The Associated Press obtained an EPA list of 92 current and former Superfund locations where records show that dioxin is among the soil contaminants, making them candidates for a review under the new standards.
The sites include Cherry Point Marine Air Station in North Carolina, Camp Pendleton Marine Base in California and the former Rocky Flats nuclear weapons plant in Colorado.
Also listed is an abandoned wood treatment plant in Pensacola, Fla., where more than 350 households had to be relocated in the 1990s.
The notorious Love Canal neighborhood of Niagara Falls, N.Y., where hundreds of families were uprooted, also may rate another look although it was declared clean in 2004 after dioxin and other chemicals were removed or covered, the EPA says.
The EPA also estimates that up to 150 hazardous waste sites not on the Superfund list may have dioxin contamination and will need reviewing.
Since 1998, the agency has regarded dioxin soil concentrations of less than 1,000 parts per trillion (ppt) as safe for residential areas. For commercial and industrial zones, 5,000 ppt to 20,000 ppt has been considered safe.
The proposed revisions would drop the safe levels to a fraction as much — 72 ppt for residential areas and 950 ppt for commercial and industrial sites.
Cleanups could be ordered anywhere dioxin readings exceed those thresholds, including sites where previous cleanups used less stringent standards.
The 1,000 ppt standard was used for Times Beach's $120 million cleanup completed in 1997 after 265,000 tons of dioxin-contaminated materials were incinerated. Two years later, the abandoned town was converted into a state park.
Marilyn Leistner, the last mayor of Times Beach, said she always suspected the job was inadequate and crews would be back one day.
"My attitude is, 'I told you so. You should have done it in the first place,'" Leistner said.

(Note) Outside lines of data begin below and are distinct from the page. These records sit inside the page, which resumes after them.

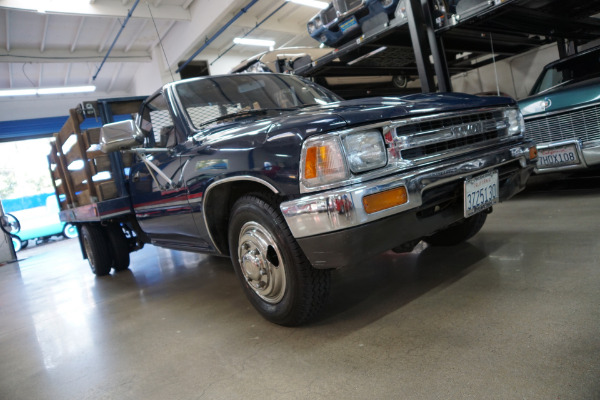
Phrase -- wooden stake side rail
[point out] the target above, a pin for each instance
(84, 182)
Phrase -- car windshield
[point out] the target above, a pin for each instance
(576, 69)
(215, 99)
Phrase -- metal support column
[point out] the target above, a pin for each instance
(418, 37)
(436, 45)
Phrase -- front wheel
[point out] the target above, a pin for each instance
(460, 232)
(276, 276)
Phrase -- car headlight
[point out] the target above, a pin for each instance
(401, 10)
(516, 123)
(322, 161)
(318, 23)
(365, 151)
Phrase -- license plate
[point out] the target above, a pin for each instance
(557, 156)
(481, 192)
(348, 24)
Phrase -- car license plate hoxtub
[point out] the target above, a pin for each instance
(557, 156)
(481, 192)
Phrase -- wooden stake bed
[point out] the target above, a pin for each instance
(84, 181)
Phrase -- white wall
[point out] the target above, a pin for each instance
(32, 107)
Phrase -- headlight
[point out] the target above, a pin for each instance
(322, 161)
(365, 151)
(318, 22)
(401, 10)
(516, 123)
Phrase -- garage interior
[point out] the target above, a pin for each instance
(511, 313)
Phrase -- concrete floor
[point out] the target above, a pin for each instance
(512, 314)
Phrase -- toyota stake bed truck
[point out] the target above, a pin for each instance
(291, 182)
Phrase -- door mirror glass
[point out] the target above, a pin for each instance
(122, 135)
(10, 224)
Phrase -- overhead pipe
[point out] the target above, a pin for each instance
(116, 38)
(250, 31)
(216, 35)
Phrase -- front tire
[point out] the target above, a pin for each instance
(276, 276)
(458, 233)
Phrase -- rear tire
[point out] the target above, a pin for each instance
(119, 246)
(70, 231)
(276, 276)
(17, 243)
(97, 249)
(460, 232)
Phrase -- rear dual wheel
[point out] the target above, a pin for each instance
(105, 247)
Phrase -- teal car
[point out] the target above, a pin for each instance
(562, 113)
(37, 218)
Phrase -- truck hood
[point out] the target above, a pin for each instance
(316, 119)
(574, 95)
(322, 118)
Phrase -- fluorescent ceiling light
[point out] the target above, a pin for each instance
(59, 90)
(254, 42)
(311, 3)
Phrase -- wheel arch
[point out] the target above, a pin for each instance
(220, 197)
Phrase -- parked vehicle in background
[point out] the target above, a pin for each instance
(38, 219)
(343, 20)
(562, 113)
(291, 181)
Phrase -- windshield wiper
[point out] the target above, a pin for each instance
(244, 114)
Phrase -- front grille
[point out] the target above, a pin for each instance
(582, 124)
(449, 135)
(454, 144)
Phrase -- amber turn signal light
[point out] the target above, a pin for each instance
(384, 200)
(532, 153)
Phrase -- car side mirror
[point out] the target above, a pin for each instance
(122, 135)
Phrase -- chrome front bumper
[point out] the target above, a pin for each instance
(341, 209)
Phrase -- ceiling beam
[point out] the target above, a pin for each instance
(64, 56)
(45, 33)
(68, 73)
(107, 36)
(76, 39)
(136, 35)
(106, 8)
(114, 78)
(7, 30)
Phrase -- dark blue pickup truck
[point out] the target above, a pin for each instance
(291, 181)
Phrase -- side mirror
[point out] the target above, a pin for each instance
(122, 135)
(10, 224)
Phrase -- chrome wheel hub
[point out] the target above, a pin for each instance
(261, 263)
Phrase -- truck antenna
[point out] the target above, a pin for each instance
(160, 42)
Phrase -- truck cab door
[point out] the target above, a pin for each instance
(158, 192)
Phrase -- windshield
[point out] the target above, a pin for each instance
(582, 67)
(207, 99)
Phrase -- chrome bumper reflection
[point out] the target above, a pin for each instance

David Fischer, an attorney with the American Chemistry Council, said: "It could mean a great deal of cost and disruption to communities and municipalities who thought their issues had been resolved. And there will be little if any public health benefit."
EPA officials say the standards are guidelines, not hard-and-fast targets that must be reached at every site. For example, regulators may decide that higher dioxin levels are acceptable when there is little chance of human contact.
The World health Organization says significant exposure to dioxin, which is present to widely varying degrees in soils, river sediments and some foods, can damage human reproductive and immune systems.
The WHO's cancer research arm, part of the National Institutes of Health and the EPA all have designated the most potent form of dioxin as a human carcinogen.
But the National Research Council recommended in 2006 that EPA conduct more research, noting that the agency's conclusion had relied on occupational and animal studies where doses are higher than those to which people typically would be exposed.
EPA's upcoming health risk assessment is expected to revisit the cancer issue.
The debate is playing out along the Tittabawassee and Saginaw rivers in Michigan, where sediments and floodplains were polluted last century with dioxin from a Dow plant in Midland.
The company acknowledges responsibility but has argued with regulators over what cleanup is necesssary.
Spokeswoman Mary Draves declined comment on the proposed standards and said the company wouldn't speculate on how they might affect the cleanup.
But Dow, a leading employer, has many supporters who doubt there is a serious threat.
"The process of cleaning up could cause more trouble than the dioxin itself," said Tittabawassee Township Supervisor Rick Hayes.
Signs along the rivers warn anglers to limit consumption of their catch because of dioxin and other contaminants. Even so, the village of Freeland holds a yearly walleye fishing tournament.
"The dioxin is real, it's pervasive, it's toxic," said Michelle Hurd Riddick, a member of a local environmental group called the Lone Tree Council. "But some people just want to look the other way."
Associated Press reporter Jim Salter in St. Louis contributed to this story.